Chief executive Ken Murphy said the supermarket had already been able to switch to local sources for "challenging" products.
Fresh sausages and other chilled meats from GB are to be banned under the terms of the NI Protocol in July.
The UK has asked for the ban to be postponed until October.
The EU is considering that request.
"We'll be able to supply the vast majority of what we supply today at competitive prices," Mr Murphy said.
The BBC understands that two other major supermarkets are now sourcing almost all their sausages locally for sale in Northern Ireland.
Mr Murphy said that even if the UK and the EU fail to find a solution, Tesco would still be able to service its business in Northern Ireland.
"We're clearly very keen for the government to find a sustainable solution for the Northern Irish protocol with the EU and we're waiting with interest - we're looking forward to a resolution," Mr Murphy said.
"Where we have had challenges in terms of bringing product into the north we have been able to switch to local supply."
He said product availability at Tesco's 50 stores in Northern Ireland was currently "really good".
The Northern Ireland Protocol is the part of the Brexit deal which keeps NI in the EU single market for goods.
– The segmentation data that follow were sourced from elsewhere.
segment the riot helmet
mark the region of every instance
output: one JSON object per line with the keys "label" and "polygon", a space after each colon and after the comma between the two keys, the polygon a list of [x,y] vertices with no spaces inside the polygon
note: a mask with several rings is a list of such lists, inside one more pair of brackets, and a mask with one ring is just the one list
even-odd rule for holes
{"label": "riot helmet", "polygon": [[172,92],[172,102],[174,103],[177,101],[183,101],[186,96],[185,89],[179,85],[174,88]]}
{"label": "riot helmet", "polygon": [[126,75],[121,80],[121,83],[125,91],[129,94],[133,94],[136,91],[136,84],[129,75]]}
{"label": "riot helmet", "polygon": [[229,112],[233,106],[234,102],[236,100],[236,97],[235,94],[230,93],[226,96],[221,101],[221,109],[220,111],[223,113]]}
The EU does not generally permit the import of chilled meat products like mince and sausages from non-member states.
Since January, producers in Great Britain have not been able to sell these products in the EU.
However, in December 2020, the EU agreed to a six-month grace period to allow supermarkets in Northern Ireland to re-orientate supply chains away from Great Britain.
The UK has asked the EU to extend a grace period for chilled meats until the end of September.
In recent weeks the issue has seen growing tension between the EU and UK with the UK refusing to rule out a unilateral extension of the grace period.
The EU has warned it could respond with legal action which could ultimately lead to the introduction of tariffs on British goods.